In much of my work, I try to do just that, to rekindle the faith and to free ourselves from our usual ways of seeing God. I’ve been doing this since I first learned a bit of theology as an undergraduate student at Creighton University, including from a Jesuit who introduced us to JB Phillips’ school. Your god is too small and the “foundation of being” God in Bishop John AT Robinson’s book Honest before god. When I later went through an intense spiritual crisis, these books, I realized, had laid the foundation for resolving that crisis. What was old has been refurbished, and I was able to live on it.
We can become complacent in our conception of the divine.
Doesn’t everyone perceive, consciously or not, some warm, radiant, benthic, infinite center of all things? I think of Kong Qiu, better known under the name of Confucius: “At the top of being, all see and know the principle of the One. If I can somehow evoke this center with a force of freshness and mystery, which neither expresses itself nor asks for specific theological reactions, then I am satisfied. Of course, my image is quite insufficient. But if this causes discomfort, a sudden imbalance, if the viewer is content previews a dark and incandescent essence, then he or she can be placed on the spiritual path, or moved further along it. I consider that to be a hell of a result.
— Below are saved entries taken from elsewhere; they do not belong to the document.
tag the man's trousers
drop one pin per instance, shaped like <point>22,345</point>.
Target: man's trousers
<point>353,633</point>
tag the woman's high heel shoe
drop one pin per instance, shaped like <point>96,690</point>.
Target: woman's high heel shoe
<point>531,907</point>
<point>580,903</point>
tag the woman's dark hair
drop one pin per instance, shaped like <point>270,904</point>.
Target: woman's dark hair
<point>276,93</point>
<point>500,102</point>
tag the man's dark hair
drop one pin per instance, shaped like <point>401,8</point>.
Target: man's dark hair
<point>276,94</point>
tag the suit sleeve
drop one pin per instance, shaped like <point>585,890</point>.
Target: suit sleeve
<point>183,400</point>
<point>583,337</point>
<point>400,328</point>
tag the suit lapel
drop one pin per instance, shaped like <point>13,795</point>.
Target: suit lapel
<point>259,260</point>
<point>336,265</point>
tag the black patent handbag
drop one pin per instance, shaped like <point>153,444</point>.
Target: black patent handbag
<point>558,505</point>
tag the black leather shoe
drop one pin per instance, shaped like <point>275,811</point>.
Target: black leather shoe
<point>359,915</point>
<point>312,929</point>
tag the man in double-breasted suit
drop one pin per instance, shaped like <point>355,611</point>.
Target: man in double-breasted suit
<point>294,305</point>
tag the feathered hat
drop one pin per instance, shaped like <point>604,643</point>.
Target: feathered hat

Some people are endlessly nourished by traditional art and do not need artistic expansion. Good for them. But even traditionalists often feel their hearts beat faster during a new presentation. And after all, even the most traditional forms were new at one time. Imagine what it was like in 1144 CE to contemplate the newly completed Suger’s Church in Saint-Denis, to revel in the slender qualities of Gothic design, to bask in the heartwarming colors of those windows. Everything that was “modernist” at the time, as the 12th century sacred artists also sought out what was fresh and compelling, wherever they found it.
For all its apparent strangeness, modernist sacred art generally does something quite traditional: it leads us to the contemplation of the Divine, and therefore to the center of our own being.